Kingfish grower CleanSeas has unveiled a high-tech, super-sized rapid freezer that snap-freezes fish in just 22 minutes — compared to four hours for conventional fridges.

Kingfish reported slightly lower sales revenue of $10.8 million for the March quarter compared to $11.5 million in the previous quarter.

Year-to-date, sales are still up 23 per cent compared to last year.

Since announcing a return to profit last year — following a stormy period when production fell by 90 per cent — Clean Seas shares have recovered by about two-thirds (see price graph below).

The shares (ASX:CSS) closed down slightly at 5.5c on Thursday compared to a low of 3.1c last year.

The high-tech freezer has allowed the company to launch a new brand, SensoryFresh, which uses liquid nitrogen to rapidly freeze fish so they are almost ocean fresh.

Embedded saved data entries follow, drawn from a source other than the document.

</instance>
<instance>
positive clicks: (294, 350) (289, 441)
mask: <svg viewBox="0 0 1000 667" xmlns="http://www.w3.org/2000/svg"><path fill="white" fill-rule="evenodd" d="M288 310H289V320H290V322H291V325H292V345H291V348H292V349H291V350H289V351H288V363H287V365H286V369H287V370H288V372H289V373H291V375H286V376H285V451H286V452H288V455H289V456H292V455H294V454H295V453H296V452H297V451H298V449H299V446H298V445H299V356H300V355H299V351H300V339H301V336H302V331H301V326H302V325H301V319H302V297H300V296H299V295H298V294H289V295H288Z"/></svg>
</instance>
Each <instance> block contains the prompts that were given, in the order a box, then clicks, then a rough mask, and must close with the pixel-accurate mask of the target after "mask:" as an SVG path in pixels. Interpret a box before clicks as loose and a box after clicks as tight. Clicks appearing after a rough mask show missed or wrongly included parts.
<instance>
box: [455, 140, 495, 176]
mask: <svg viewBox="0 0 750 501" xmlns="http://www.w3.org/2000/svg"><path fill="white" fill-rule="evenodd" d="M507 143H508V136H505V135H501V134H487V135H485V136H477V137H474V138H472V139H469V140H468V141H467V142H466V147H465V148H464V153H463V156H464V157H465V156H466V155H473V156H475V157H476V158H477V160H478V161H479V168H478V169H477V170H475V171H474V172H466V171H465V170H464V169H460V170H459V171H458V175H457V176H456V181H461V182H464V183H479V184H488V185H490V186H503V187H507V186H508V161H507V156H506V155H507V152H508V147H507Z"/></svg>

“It all gets down to speed,” the company told investors. “To retain the optimum texture, the ice formation stage must be completed quickly. Conventional freezing typically takes up to 240 minutes to reach that stage, but Clean Seas’ new Liquid Nitrogen Rapid Freeze technology does it in around 22 minutes,” it told the market.

Chief David Head launched the brand at the Australian Embassy in Brussels this week, in association with the Seafood Expo Global and first products sold in international markets later this month.

Clean Seas' liquid nitrogen freezer.
Clean Seas’ liquid nitrogen freezer.

The super-freezer is to the company’s new in-house processing facility in Royal Park near Adelaide, not far from its Port Lincoln farms.

In an earlier note to investors Clean Seas said the facility was expected to materially increase market opportunities while lowering its cost of processing.

The company has invested $2.7 million in plant and equipment in the last half, with a further $1.2 million contracted for the year ahead.

For the quarter ahead, Clean Seas estimated outgoings of more than $13 million – ramping up production as it moves to expand its kingfish into global markets.

Clean Seas shares (ASX:CSS) have recovered after a stormy few years
Clean Seas shares (ASX:CSS) have recovered after a stormy few years

“The Q3 FY18 cash flow report highlights the company’s planned investment in increased biomass [fish] to facilitate sales growth in FY19 and beyond, which due to being inventory is included in net cash used in operating activities,” it wrote.

Its latest quarterly reported customer receipts of $10.8 million, with $9.65 million left in the bank at the end of the period.

And with just one quarter left of the year it has reaffirmed its guidance to increase sales volume to between 2650 and 2850 tonnes – as much as 25 per cent more than the previous year.

It said the increased competition in the Australian market meant it would likely achieve in the lower end of its guidance – and would increase as the “SensoryFresh” products entered the market in the new financial year.